Website Resmi Pemerintah Provinsi Jawa Barat
  • Main Menu
  • Tidak ada polling untuk saat ini.

    Disnakertrans Jabar Dorong Kepesertaan BPJS TK

    http://www.jabarprov.go.id/assets/images/berita/gambar_28245.jpg

    BANDUNG- Dinas Tenaga Kerja dan Transmigrasi (Disnakertrans) Provinsi Jawa Barat akan terus mendorong jumlah kepesertaan BPJS Ketenagakerjaan khususnya pekerja informal.

    Kepala Disnakertrans Jabar Ferry Sofwan mengatakan, berdasarkan catatan BPJS TK Jabar, jumlah pekerja informal yang sudah menjadi peserta baru mencapai 300 ribu orang. Untuk itu, Disnakertrans Jabar akan terus menyosialisasikan jaminan sosial ketenagakerjaan kepada kalangan pengusaha maupun pekerja. 

    "Kita dorong semuanya agar memiliki pemahaman akan jaminan sosial ketenagakerjaan. Misalnya program yang berkaitan dengan kecelakaan kerja yang paling banyak diminati sampai jaminan hari tua. Jadi ini yang perlu terus kita sosialisasikan," katanya kepada wartawan di Gedung Sate Bandung, Senin (14/5/2018)

    Ferry mengaku jumlah kepesertaan pekerja informal yang tergabung dalam BPJS TK masih minim.
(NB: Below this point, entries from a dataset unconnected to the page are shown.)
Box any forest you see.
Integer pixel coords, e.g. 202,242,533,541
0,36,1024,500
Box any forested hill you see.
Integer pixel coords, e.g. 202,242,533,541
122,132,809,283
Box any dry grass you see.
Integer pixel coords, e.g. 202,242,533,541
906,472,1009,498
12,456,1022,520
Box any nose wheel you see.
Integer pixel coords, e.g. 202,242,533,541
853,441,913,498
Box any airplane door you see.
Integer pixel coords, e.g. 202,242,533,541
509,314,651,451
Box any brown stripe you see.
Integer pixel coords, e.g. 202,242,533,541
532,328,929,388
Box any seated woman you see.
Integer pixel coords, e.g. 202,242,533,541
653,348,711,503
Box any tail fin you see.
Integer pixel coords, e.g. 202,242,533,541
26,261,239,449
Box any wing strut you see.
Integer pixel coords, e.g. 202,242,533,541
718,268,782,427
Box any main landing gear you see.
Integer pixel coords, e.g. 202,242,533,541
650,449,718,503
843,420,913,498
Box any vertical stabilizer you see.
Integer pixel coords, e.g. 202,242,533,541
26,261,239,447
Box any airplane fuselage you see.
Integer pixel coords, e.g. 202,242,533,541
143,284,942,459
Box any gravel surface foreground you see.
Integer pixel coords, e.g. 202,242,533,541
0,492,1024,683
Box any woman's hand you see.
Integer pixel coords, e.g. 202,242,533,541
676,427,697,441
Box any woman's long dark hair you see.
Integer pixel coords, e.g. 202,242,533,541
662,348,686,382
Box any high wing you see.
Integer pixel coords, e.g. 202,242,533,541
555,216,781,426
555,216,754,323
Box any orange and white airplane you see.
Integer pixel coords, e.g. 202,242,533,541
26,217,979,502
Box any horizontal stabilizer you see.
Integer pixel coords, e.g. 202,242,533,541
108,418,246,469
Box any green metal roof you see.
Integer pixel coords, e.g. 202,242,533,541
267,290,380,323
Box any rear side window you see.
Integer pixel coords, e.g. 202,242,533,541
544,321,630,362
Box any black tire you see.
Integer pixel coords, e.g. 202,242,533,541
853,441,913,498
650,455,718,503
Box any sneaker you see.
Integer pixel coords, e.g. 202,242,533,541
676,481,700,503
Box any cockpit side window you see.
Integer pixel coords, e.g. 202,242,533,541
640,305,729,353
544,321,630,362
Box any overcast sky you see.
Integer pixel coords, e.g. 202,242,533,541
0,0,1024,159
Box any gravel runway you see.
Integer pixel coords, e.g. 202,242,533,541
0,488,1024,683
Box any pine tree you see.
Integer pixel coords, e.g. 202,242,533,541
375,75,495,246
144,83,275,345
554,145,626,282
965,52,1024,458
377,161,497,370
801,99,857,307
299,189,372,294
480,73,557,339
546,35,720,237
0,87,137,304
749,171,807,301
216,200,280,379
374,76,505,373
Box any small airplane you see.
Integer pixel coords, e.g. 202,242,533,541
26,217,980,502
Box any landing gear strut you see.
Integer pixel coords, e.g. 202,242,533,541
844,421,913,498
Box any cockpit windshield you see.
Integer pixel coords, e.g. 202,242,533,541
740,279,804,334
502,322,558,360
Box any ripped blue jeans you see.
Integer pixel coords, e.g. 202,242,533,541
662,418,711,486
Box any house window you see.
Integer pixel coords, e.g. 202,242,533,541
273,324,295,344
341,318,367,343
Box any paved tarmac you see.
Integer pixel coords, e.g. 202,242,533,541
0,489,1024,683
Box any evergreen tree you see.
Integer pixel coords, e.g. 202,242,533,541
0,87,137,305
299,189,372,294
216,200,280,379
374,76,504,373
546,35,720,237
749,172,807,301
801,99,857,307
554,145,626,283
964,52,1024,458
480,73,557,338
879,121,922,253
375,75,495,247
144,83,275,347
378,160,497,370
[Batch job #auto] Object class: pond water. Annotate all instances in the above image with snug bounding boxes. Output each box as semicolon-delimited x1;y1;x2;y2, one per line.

Untuk itu, pihaknya berkoordinasi dengan Kementerian Ketenagakerjaan termasuk BPJS TK secara masif melakukan sosialisasi di beberapa tempat seperti pelaku usaha kecil dan mikro (UKM) supaya menjadi anggota BPJS TK. 

    Diharapkan dengan menyosialisasikan program BPJS TK di kalangan pengusaha bisa menularkan kepada para pekerjanya. Disnakertrans Jabar berkoordinasi dengan Kementerian Ketenagakerjaan termasuk BPJS TK Jabar secara masif akan terus menyosialisasikan jaminan sosial ketenagakerjaan di kalangan pengusaha. 

    "Pekerjanya mungkin 5-10 orang tapi ini menjadi bagian penting bagi kita semua," ujarnya.

    Ferry menjelaskan Disnakertrans Jabar termasuk UPTD dan Pengawas Ketenagakerjaan (Wasnaker) Wilayah I dan V sejak tahun 2017 sudah merancang berbagai program yang bisa dikembangkan. Para wasnaker ini bisa mendatangi perusahaan dan bisa menggerakkan perusahaan bahwa kepentingan keanggotaan  BPJS Ketenagakerjaan.

    "Tapi tentu harus ada dorongan dari perusahaan. Nah, ini yang harus kita dorong bukan hanya pemanfataan apa saja yang didapatkan melainkan yang paling penting adalah kewajiban dari pengusaha melalui para pengawasan ketenagakerjaan," jelasnya

    Menurutnya, hasil pengembangan program tersebut sedang diteliti lebih lanjut sehingga belum diketahui secara pasti angka peningkatan jumlah keanggotan pekerja dari BPJS Ketenagakerjaan khususnya pekerja formal. 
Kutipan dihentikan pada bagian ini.